Deregulation of T-cell signaling
T-cell receptors (TCRs) interact with co-stimulating ligands and co-stimulatory receptors to provide T-cell signal recognition. Cancer cells inhibit T-cell-mediated recognition and activation by downregulating MHC I antigen presentation to endogenous TCR and also through the inhibitory co-stimulatory receptor pathways. Two of the most commonly involved checkpoint inhibitory mechanisms are CTLA-4 and PD-1/ PD-L1, which act at earlier and later stages of immune response to tumors. CTLA-4 competes with CD28 receptor, an activating co-stimulatory receptor, for binding to B7 ligand (CD80 and CD86) found on APCs, resulting in T-cell inactivation. In normal cells, PD-1 binds to its ligands PD-L1/PD-L2 to reduce T-cell effector activity and terminate immune response. However, PD-L1 is overexpressed in the majority of HNSCC tumors, and this immune brake signal is adopted by HNSCC cells to evade immune elimination. Two of the most commonly involved checkpoint inhibitory mechanisms are CTLA-4 and PD-1/ PD-L1, which act at earlier and later stages of immune response to tumors. T-cell immunoglobulin mucin-3 (Tim-3), lymphocyte activation gene 3, and T-cell tyrosine-based inhibitory motif domain are other inhibitory co-stimulatory receptors, which are also reported to be upregulated in exhausted T-cells isolated from solid malignancies.,,
| Immunotherapy With Radiotherapy|| |
The combination of radiation therapy (RT) with cetuximab was shown to offer superior locoregional control and overall survival (OS) compared to radiation alone for locoregionally advanced HNSCC, in the landmark Phase III trial. Subgroup analysis at 5 years suggested that oropharyngeal primary site, AJCC Stage T1-3, Stage N1-3, and age >65 were associated with increased benefit from the addition of cetuximab. Cetuximab induces not only TA-specific CTL responses but also immunosuppressive regulatory T-cells that express CTLA-4, thus limiting the efficacy of cytotoxic T-lymphocytes. Based on this speculation that blockade of CTLA-4 could prevent activation of this inhibitory pathway and potentially enhance the efficacy of cetuximab, Phase I dose-escalation study PULA-HNSCC integrated ipilimumab, an anti-CTLA-4 monoclonal antibody, into a standard regimen of cetuximab plus RT in patients with previously untreated, locally advanced HNSCC. Eligible patients had Stage III-IVB SCC of the larynx or pharynx. Three of six patients in Cohort 1 experienced Grade 3 dermatologic adverse events and 1 patient had Grade 4 colitis. Four patients recurred, three of whom died. The probability of 2-year progression-free survival (PFS) and OS was 77% and 71%, respectively. The authors concluded that ipilimumab plus C-IMRT is tolerable and yields acceptable survival, and the recommended dose of ipilimumab for Phase II study is 1 mg/kg.

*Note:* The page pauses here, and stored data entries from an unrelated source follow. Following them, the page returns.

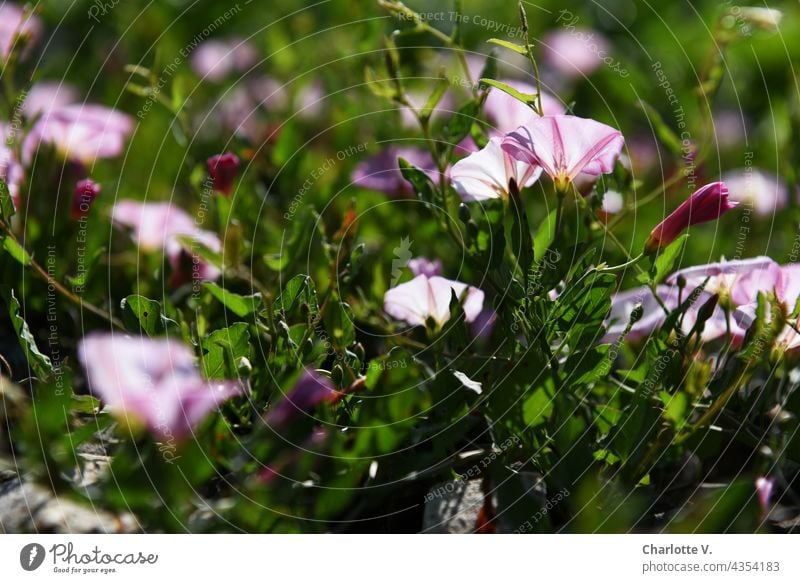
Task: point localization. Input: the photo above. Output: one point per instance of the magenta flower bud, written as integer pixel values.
(223, 169)
(765, 487)
(707, 204)
(86, 191)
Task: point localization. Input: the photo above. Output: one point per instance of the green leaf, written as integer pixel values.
(545, 235)
(665, 261)
(6, 203)
(519, 49)
(433, 100)
(459, 125)
(16, 251)
(419, 180)
(536, 407)
(40, 363)
(240, 305)
(299, 291)
(140, 314)
(527, 99)
(339, 322)
(663, 131)
(585, 367)
(223, 349)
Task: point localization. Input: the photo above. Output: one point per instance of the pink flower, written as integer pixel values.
(508, 113)
(425, 266)
(80, 133)
(215, 60)
(707, 204)
(653, 315)
(223, 169)
(765, 487)
(575, 52)
(17, 27)
(85, 192)
(311, 390)
(486, 174)
(735, 282)
(763, 192)
(154, 382)
(46, 96)
(159, 225)
(566, 146)
(381, 172)
(425, 298)
(11, 171)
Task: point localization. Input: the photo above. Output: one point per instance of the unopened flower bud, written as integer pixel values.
(223, 169)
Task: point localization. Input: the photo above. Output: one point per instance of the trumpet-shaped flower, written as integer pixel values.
(425, 298)
(566, 146)
(154, 382)
(707, 204)
(486, 174)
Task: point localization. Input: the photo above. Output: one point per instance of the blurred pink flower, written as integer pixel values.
(486, 174)
(765, 488)
(425, 266)
(46, 96)
(223, 169)
(311, 390)
(80, 133)
(736, 282)
(566, 146)
(159, 225)
(765, 193)
(653, 315)
(612, 203)
(508, 113)
(575, 52)
(154, 382)
(429, 297)
(85, 192)
(706, 204)
(11, 171)
(381, 171)
(215, 60)
(17, 27)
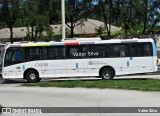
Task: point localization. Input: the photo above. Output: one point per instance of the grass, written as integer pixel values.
(142, 85)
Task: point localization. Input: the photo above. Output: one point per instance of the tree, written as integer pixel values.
(76, 13)
(9, 13)
(37, 17)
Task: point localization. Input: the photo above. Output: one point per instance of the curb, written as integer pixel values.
(0, 110)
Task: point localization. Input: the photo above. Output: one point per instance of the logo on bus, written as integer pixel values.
(41, 64)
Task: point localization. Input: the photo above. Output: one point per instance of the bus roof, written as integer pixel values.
(75, 42)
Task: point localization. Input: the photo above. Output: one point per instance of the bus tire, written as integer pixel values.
(107, 74)
(32, 77)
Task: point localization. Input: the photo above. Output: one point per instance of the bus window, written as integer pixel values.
(119, 50)
(141, 49)
(77, 52)
(55, 53)
(13, 56)
(98, 51)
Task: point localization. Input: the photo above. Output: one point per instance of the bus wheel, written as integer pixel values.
(32, 77)
(107, 74)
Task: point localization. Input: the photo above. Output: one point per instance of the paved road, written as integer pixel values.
(13, 95)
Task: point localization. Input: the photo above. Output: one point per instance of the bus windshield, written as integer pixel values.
(1, 56)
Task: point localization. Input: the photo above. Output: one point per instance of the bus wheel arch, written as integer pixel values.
(107, 70)
(31, 75)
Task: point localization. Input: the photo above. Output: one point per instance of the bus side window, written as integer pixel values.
(13, 56)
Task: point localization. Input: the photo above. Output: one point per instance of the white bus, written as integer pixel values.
(105, 59)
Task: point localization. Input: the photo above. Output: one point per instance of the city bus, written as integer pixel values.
(101, 58)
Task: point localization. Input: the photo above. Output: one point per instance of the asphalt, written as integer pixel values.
(14, 95)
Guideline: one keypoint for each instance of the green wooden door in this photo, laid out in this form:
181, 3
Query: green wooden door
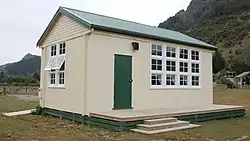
122, 82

Radiotherapy is associated with the abscopal effect or radiation-induced bystander effect, in which local treatment leads to a response in distant lesions. In experimental mouse models, irradiation induces increased PD-L1 expression on both tumor and MDSCs, which may promote disease relapse. The concomitant administration of anti-PD-L1 synergistically controlled tumor growth and even mediated abscopal regression of distant lesions. In the 2017 ASCO annual meeting, date regarding the safety of the combination of pembrolizumab with definitive chemoradiation was presented in patients with locally advanced oropharyngeal, hypopharyngeal, and laryngeal cancers. Patients received weekly cisplatin at a dose of 40 mg/m 2, 200 mg Pembrolizumab every 3 weeks, and radiation at 2 Gy daily for 35 planned fractions. Interim analysis of 27 patients showed 21 (78%) received all planned doses of Pembrolizumab and the study was discontinued on three patients due to immune-related adverse events and on three more due to protocol reasons. At day 150 after the start of chemoradiation with pembrolizumab, 21 patients (78%) had a complete response.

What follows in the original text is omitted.